Supported Ansible repository layouts

This provisioner supports two main repository layouts.

1. Roles nested under the playbook directory:

   .
   ├── install-tree.yml
   └── roles
       └── tree
           └── tasks
               └── main.yml

2. Roles and playbooks directories separate:

   .
   ├── playbooks
   │   └── install-tree.yml
   └── roles
       └── tree
           └── tasks
               └── main.yml

In the first case, to reference the roles, it is necessary to use plays.playbook.roles_path attribute:

    plays {
      playbook {
        file_path = ".../playbooks/install-tree.yml"
        roles_path = [
            ".../ansible-data/roles"
        ]
      }
    }

In the second case, it is sufficient to use only the plays.playbook.file_path, roles are nested, thus available to Ansible:

    plays {
      playbook {
        file_path = ".../playbooks/install-tree.yml"
      }
    }

Remote provisioning directory upload

A remark regardng remote provisioning. Remote provisioner must upload referenced playbooks and role paths to the remote server. In case of a playbook, the complete parent directory of the YAML file will be uploaded. Remote provisioner attempts to deduplicate uploads, if multiple plays reference the same playbook, the playbook will be uploaded only once. This is achieved by generating an MD5 hash of the absolute path to the playbook's parent directory and storing your playbooks at ${remote.bootstrap_direcotry}/${md5-hash} on the remote server.
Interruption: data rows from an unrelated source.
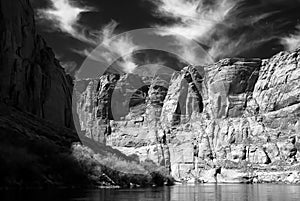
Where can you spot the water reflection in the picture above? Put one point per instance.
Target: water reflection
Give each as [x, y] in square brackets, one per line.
[238, 192]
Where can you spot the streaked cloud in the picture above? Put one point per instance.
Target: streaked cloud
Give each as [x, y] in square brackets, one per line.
[292, 41]
[113, 48]
[64, 15]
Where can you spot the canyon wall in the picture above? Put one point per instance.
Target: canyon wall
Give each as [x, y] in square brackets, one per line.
[32, 80]
[232, 111]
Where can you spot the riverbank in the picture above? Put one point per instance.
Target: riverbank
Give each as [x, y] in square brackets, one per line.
[288, 175]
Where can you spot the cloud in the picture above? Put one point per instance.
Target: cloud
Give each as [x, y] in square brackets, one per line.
[64, 14]
[113, 48]
[196, 20]
[196, 17]
[292, 42]
[69, 66]
[228, 28]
For the roles path, the complete directory as referenced in roles_path will be uploaded to the remote server. Same deduplication method applies but the MD5 hash is the roles_path itself.

Tests

Integration tests require ansible and ansible-playbook on the $PATH. To run tests:

make test-verbose

Creating releases

To cut a release, run:

curl -sL https://raw.githubusercontent.com/radekg/git-release/master/git-release --output /tmp/git-release
chmod +x /tmp/git-release
/tmp/git-release --repository-path=$GOPATH/src/github.com/radekg/terraform-provisioner-ansible
rm -rf /tmp/git-release

After the release is cut, build the binaries for the release:

git checkout v${RELEASE_VERSION}
./bin/build-release-binaries.sh

Handle Docker image:

git checkout v${RELEASE_VERSION}
docker build --build-arg TAP_VERSION=$(cat .version) -t radekg/terraform-ansible:$(cat .version) .
docker login --username=radekg
docker tag radekg/terraform-ansible:$(cat .version) radekg/terraform-ansible:latest
docker push radekg/terraform-ansible:$(cat .version)
docker push radekg/terraform-ansible:latest

Note that the version is hardcoded in the Dockerfile. You may wish to update it after release.